# Bug gefunden in der neuen version :)



## Glurak (20. Oktober 2005)

jo beim beenden von wow sagt er mir immer


Interfac\Addons\BLASCProfiler\BLASCProfiler.lua:130: stack overflow



jemadn ne ahnung was das sol weil wow lässt sich leider nur mit alt + f4 beenden so 


			Dieser Inhalt steht nur eingeloggten Mitgliedern zur Verfügung.
        




achja im meinem Profil zeigt er das gold nich an obwohl ich den hacken drin hab.


----------



## B3N (20. Oktober 2005)

Und der Fehler tritt nur dann auf, wenn du WoW beenden möchtest?


----------



## Glurak (20. Oktober 2005)

B3N schrieb:
			
		

> Und der Fehler tritt nur dann auf, wenn du WoW beenden möchtest?
> [post="102167"][/post]​




Ja bisher schon sonst ist mir noch nichts aufgefallen.
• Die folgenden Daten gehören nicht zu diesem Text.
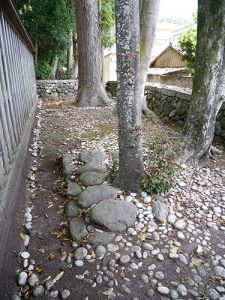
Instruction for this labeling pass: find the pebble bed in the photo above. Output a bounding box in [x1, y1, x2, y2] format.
[13, 100, 225, 300]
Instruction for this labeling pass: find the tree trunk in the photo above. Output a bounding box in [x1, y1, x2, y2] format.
[51, 55, 59, 79]
[75, 0, 110, 107]
[139, 0, 160, 117]
[71, 34, 78, 79]
[178, 0, 225, 165]
[115, 0, 144, 192]
[67, 32, 73, 78]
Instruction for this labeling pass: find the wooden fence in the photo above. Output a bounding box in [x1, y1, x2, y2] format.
[0, 3, 36, 189]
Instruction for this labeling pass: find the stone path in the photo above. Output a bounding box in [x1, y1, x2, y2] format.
[10, 99, 225, 300]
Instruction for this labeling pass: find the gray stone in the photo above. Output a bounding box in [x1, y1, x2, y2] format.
[28, 274, 39, 287]
[78, 185, 118, 208]
[76, 163, 107, 175]
[174, 219, 186, 230]
[147, 289, 154, 297]
[170, 289, 179, 299]
[69, 217, 88, 241]
[152, 200, 168, 222]
[177, 284, 187, 296]
[214, 266, 225, 278]
[65, 200, 81, 217]
[80, 150, 106, 163]
[120, 255, 130, 264]
[168, 214, 176, 224]
[107, 243, 119, 252]
[61, 289, 71, 299]
[96, 245, 107, 257]
[206, 288, 220, 300]
[90, 199, 137, 232]
[122, 285, 131, 294]
[33, 285, 45, 297]
[142, 242, 153, 251]
[79, 172, 107, 186]
[89, 232, 116, 245]
[74, 260, 84, 267]
[74, 247, 88, 260]
[179, 254, 188, 265]
[18, 272, 28, 286]
[157, 286, 170, 295]
[67, 182, 82, 198]
[12, 296, 21, 300]
[62, 154, 74, 179]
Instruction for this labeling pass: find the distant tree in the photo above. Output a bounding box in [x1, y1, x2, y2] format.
[115, 0, 143, 192]
[178, 0, 225, 165]
[100, 0, 115, 49]
[179, 28, 197, 74]
[14, 0, 74, 77]
[75, 0, 110, 106]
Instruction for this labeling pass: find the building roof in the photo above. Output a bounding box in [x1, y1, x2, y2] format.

achja und irgendwie dtet der auch mein Profi lnihct ab habe mittlerweile rang 4 und bin immer noch rang 3 im herold


----------



## B3N (20. Oktober 2005)

Also Generell werden Daten ja nur aktuell gehalten wenn du dich mit deinem Char einmal im Spiel komplett eingeloggt hast und das Spiel dann wieder normal beendest. (Nicht per Alt+F4 oder Task beenden).

Was für AddOns verwendest du sonst noch?


----------



## Bogentod (20. Oktober 2005)

Hallo

ich habe das selbe Problem das ich WoW nicht mehr beenden kann. Nur kommt bei mir auch gleich nachdem ich ein Char eingeloggt habe eine Fehlermeldung.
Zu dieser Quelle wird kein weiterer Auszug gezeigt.